We’ve just touched down, home from a week-end trip to Seattle. It was sunny and unseasonably warm there, with people enjoying the day at cafe tables and chairs on the sidewalks downtown. We got lucky going to and fro over the passes, and now we pack up and point our car eastward this time, as we head to Billings for Thanksgiving and a few quiet days with the Millers at their cabin in the East Rosebud. We will all be complaining that it’s too warm to snow.
It was my turn to drive on Sunday afternoon, as we traveled through that long boring eastern Washington section, with only the crop names posted on fences for entertainment. By 3:30 Pacific Time, darkness was already descending across the fields, and I watched an ochre-colored sunset, happening below the clouds, in the rear-view mirror. It was well over an hour before the glow disappeared behind me, and I thought about how it is but a month now before we reach the darkest day of the year. On the Solstice, I like to consider what I want to let go of before the new year begins. What are the habits, the activities, the ways of thinking that are no longer serving me? What closes me off from myself or drains me of joy? Where do I find more gratitude in each single day? Well, I’ve got some time–and more road trips–to work on what might be a long list this year.

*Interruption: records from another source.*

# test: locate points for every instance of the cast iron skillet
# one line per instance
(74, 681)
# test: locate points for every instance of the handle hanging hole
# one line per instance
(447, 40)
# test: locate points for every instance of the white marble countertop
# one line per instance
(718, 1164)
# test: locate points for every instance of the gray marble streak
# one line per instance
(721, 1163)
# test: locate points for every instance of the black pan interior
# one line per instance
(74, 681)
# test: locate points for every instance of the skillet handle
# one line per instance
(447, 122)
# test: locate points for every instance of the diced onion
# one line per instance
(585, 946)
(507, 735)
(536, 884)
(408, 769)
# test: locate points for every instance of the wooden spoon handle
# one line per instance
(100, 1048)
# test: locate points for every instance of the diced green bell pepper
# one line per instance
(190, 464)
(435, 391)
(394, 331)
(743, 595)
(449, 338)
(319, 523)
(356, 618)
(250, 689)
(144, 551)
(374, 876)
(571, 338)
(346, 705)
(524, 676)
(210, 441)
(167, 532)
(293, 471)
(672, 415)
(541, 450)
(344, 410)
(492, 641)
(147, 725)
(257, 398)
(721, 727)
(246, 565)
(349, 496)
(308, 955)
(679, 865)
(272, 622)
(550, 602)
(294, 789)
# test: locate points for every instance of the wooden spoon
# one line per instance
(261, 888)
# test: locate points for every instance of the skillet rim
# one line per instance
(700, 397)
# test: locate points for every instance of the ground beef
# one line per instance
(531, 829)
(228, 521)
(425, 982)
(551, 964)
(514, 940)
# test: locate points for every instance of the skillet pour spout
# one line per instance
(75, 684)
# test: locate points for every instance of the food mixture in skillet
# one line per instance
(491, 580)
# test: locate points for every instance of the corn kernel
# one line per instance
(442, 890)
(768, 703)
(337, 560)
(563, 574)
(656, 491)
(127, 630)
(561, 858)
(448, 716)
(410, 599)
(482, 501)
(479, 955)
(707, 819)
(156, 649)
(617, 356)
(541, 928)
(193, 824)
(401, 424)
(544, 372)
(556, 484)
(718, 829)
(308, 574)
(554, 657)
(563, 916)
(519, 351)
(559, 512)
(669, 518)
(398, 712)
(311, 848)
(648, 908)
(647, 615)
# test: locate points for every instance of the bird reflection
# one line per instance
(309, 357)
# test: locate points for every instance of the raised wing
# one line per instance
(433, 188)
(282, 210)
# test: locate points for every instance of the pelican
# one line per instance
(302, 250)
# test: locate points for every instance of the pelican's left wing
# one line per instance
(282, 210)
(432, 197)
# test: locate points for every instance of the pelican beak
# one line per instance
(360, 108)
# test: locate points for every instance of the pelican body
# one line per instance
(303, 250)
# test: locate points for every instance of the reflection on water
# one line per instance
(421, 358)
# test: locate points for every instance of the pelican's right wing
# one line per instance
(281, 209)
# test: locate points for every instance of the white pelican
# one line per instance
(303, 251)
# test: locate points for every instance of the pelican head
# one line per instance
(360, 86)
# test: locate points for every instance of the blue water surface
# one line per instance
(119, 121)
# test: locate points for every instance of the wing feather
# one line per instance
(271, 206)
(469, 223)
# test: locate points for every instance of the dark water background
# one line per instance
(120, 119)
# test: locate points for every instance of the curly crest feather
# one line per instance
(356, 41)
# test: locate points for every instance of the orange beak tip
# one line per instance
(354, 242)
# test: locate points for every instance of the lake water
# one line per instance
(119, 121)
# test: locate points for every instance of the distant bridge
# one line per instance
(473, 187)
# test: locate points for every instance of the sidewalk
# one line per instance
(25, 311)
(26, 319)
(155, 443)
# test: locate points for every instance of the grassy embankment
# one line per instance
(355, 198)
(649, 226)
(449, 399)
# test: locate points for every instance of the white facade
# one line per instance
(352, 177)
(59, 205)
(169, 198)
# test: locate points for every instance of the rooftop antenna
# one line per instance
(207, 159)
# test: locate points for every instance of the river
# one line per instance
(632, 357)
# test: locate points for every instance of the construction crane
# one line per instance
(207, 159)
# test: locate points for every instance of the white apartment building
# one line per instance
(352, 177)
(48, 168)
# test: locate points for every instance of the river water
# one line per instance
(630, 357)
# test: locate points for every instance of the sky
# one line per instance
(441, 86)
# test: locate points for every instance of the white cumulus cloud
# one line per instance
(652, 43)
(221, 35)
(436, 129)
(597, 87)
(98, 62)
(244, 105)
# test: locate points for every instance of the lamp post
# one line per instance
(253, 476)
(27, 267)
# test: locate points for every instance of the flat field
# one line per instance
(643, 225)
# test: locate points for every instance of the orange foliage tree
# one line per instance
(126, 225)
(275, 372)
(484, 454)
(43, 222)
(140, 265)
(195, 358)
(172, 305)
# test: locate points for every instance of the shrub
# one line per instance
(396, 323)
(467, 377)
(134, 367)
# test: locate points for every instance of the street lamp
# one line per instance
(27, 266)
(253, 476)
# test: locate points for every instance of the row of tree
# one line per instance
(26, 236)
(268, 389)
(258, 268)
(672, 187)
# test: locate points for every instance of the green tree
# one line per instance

There is such bounty in being able to join family and dear friends to celebrate Thanksgiving. I hope I have never taken that for granted. I made my Mom’s Dutch Apple Pie yesterday afternoon, listening to music and watching the cold rain fall outside. I texted my sister to make sure I was using the correct sugar, and thought about Mom’s famous Thanksgiving dinners and how her three daughters, and a daughter-in-law, will all be making her pies. She always included a giant casserole of mac ‘n cheese on the groaning table, and now my grandchildren call that recipe, “Grandon’s mac ‘n cheese”, which he always makes for them. I often run my fingers over her crisp handwriting on those 3×5 cards. There are so many small moments, which often surprise us, to be acknowledged as well…
“I made cranberry sauce, and when it was done put it into a dark blue bowl for the beautiful contrast. I was thinking, doing this, about the old ways of gratitude: Indians thanking the deer they’d slain, grace before supper, kneeling before bed. I was thinking that gratitude is too much absent in our lives now, and we need it back, even if it only takes the form of acknowledging the blue of a bowl against the red of cranberries.”
Elizabeth Berg, excerpted from Open House
Gratitude each and every day! Love the image of the cranberries in the blue bowl and the 3×5 cards. Enjoy family dear friends!